The greatest risk of the disease becoming anything other than sporadic is
a) in smaller herds with limited numbers of boars and particularly in pedigree herds of minority breeds where in-breeding is more likely and specific breeding programmes are followed. In such farms, if a sow produces an affected litter, it is critical that in subsequent parities, she is not served by the same boar. If this is unavoidable, then it is necessary to "snatch" piglets from subsequent litters before sucking colostrum from their own mother and cross foster onto another sow.

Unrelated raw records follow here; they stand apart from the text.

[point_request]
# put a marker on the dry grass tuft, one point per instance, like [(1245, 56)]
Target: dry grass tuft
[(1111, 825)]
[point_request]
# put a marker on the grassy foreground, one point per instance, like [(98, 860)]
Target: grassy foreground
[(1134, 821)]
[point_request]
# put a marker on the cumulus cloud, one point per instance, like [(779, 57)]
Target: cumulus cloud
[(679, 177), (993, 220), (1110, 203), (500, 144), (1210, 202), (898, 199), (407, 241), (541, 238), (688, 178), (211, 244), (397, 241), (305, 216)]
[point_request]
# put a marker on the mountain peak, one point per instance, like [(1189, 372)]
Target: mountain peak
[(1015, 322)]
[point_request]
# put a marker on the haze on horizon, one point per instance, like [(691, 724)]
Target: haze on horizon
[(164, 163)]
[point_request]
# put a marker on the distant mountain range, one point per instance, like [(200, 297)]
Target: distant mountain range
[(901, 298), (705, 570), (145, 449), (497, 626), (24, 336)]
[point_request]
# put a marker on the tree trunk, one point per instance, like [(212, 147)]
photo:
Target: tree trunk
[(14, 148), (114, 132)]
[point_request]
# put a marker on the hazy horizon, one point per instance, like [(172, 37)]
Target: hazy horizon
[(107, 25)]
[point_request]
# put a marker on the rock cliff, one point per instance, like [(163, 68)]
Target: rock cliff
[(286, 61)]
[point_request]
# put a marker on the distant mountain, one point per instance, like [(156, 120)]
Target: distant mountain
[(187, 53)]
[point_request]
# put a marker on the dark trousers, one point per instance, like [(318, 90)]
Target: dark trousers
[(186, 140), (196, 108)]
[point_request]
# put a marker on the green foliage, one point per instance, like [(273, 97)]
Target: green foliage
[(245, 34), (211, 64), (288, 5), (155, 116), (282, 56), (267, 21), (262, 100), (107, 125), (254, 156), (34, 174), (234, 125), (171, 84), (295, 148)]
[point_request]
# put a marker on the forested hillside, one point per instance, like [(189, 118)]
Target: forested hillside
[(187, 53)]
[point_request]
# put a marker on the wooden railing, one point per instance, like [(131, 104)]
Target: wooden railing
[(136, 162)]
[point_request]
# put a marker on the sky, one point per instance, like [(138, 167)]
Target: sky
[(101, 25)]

b) Where farms have adopted an on farm AI collection programme particularly where homebred criss-cross breeding occurs it is possible to get a concentration of incompatible sows and boar particularly where the latter are kept typically for 18-24months.
In most cases, TP is a minor issue of negligible economic importance but potentially for these smaller pedigree or inbred lines could be quite significant. It is less likely to occur where commercially purchased AI is used and where the terminal sire line is more genetically diverse from the dam line. The introduction and wide application of batch farrowing systems rather than weekly farrowing tend to encourage AI use and reduce the chances of repeated breeding by the same boar.